I listened to the low murmuring downstairs, wishing I could make out sounds coming up the stairwell, but I couldn’t. Finally, I heard the door close and Lizzie make a phone call, then she sauntered up the stairs.

“Mama, are you awake?” Lizzie knocked at the door.

“You couldn’t keep her down if she was dead,” Frank said.

“Come in, come in.” I sat up. “You have news?”

“Roy asked me to marry him. We set a date in March. Will that be all right? I know it isn’t very far away, but things get busy for him at the store after that, and I know they do here too with your garden.”

“Lizzie. Don’t worry about our garden. You set the date any time you wish, and tell us what you’d like for flowers. We’ll push them in the sun porch to have good blooms.”

“Crocus, Mama. I’d like blue crocus, just a small bouquet for Martha and Delia and me to carry.”

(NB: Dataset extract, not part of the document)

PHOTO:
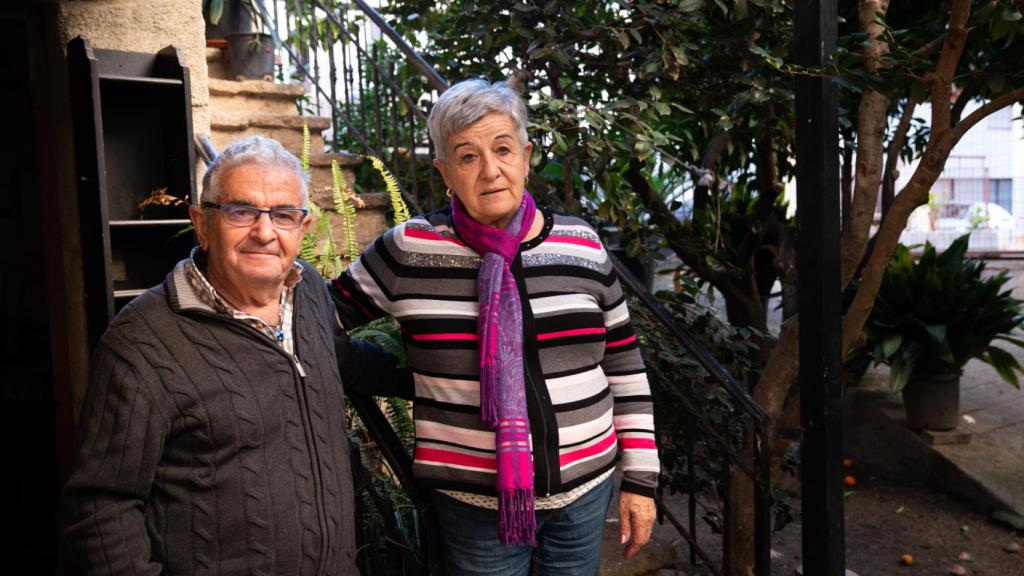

“Your sisters already know?”

Martha stuck her head around the corner. “Don’t be upset just because we all knew that tonight was the night, Mama. We weren’t sure you could keep the bubbling in your smile from letting Roy know that everyone knew.”

“I can keep a secret,” I huffed.

Lizzie hugged me. “I know you can. But Martha’s right. You wear your emotions on your face, and I didn’t want Roy to have second thoughts about maybe being swooped and smothered by this family of ours. We don’t do much lightly, you know.”

“Living abundantly, that’s what we’re charged with,” I said. I was tickled for Lizzie and Roy Mills. I told Frank as much after everything settled down, with Lizzie and Martha together going to the tack room to inform Fritz.

“You’re pure, Huldie. One of a kind,” Frank told me. “You have not one wit of guile inside of you. You wouldn’t have been able to stop yourself from greeting Roy differently, just knowing he’d soon be family. It’s how you are, and I wouldn’t change it for the world. But Lizzie, well, she wanted this to be her night, and I submit, a man can get chilled feet even when he’s looking forward to warm socks to put them into.”

“I guess,” I said.

“You’ve a compassionate heart. And the best thing about you is that you don’t carry hurt around for long. You turn it
into something good, maybe even a deeper caring than what you might have before the hurt.”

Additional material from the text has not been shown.